Numerous design and analytical strategies are available to account for measured confounders but the major limitation is the potential for unmeasured confounders. Well-designed non-experimental studies make good use of measured confounders by creating treatment groups that look as similar as possible on the measured characteristics. Researchers then assume that, given comparability (or balance) between the groups on measured confounders, there are no measured or unmeasured differences, other than treatment received. This assumption has many names: “unconfounded treatment assignment,” “no hidden bias,” “ignorable treatment assignment,” or “selection on observables” (4–6).
We describe approaches that, through the careful design and analysis of non-experimental studies, create balance between treatment groups. The key idea is to use relatively recently developed techniques, known as propensity score methods, to ensure that the treatment and comparison subjects are as similar as possible. The goal is to replicate a randomized experiment, at least with respect to the measured confounders, by making the treatment and comparison groups look as if they could have been randomly assigned to the groups, in the sense of having similar distributions of the confounders. We describe the five key stages to this process (Table 1).
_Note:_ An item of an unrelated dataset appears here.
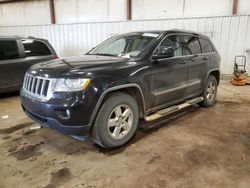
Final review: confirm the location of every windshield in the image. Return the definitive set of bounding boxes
[88,33,159,58]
A study that compares atypical and conventional antipsychotic medications with regard to their effect on adverse metabolic outcomes (dyslipidemia, Type II diabetes, and obesity) (16) illustrates the methods. The study uses data from Florida Medicaid beneficiaries (18 to 64 years), diagnosed with schizophrenia and continuously enrolled from 1997 to 2001. Although the bulk of the evidence on the causal associations of antipsychotics comes from studies using U.S. and U.K. administrative and medical databases, RCTs have been used to assess the metabolic effects of antipsychotic drugs (e.g., 17,18). Findings of these RCTs, however, are not regarded as representative of the adverse events of these drugs as used in routine practice. A possible exception is the CATIE trial (19), an effectiveness trial in that other than the randomization, every other aspect of the care was naturalistic. Conduct of this type of trial is costly and generally unfeasible.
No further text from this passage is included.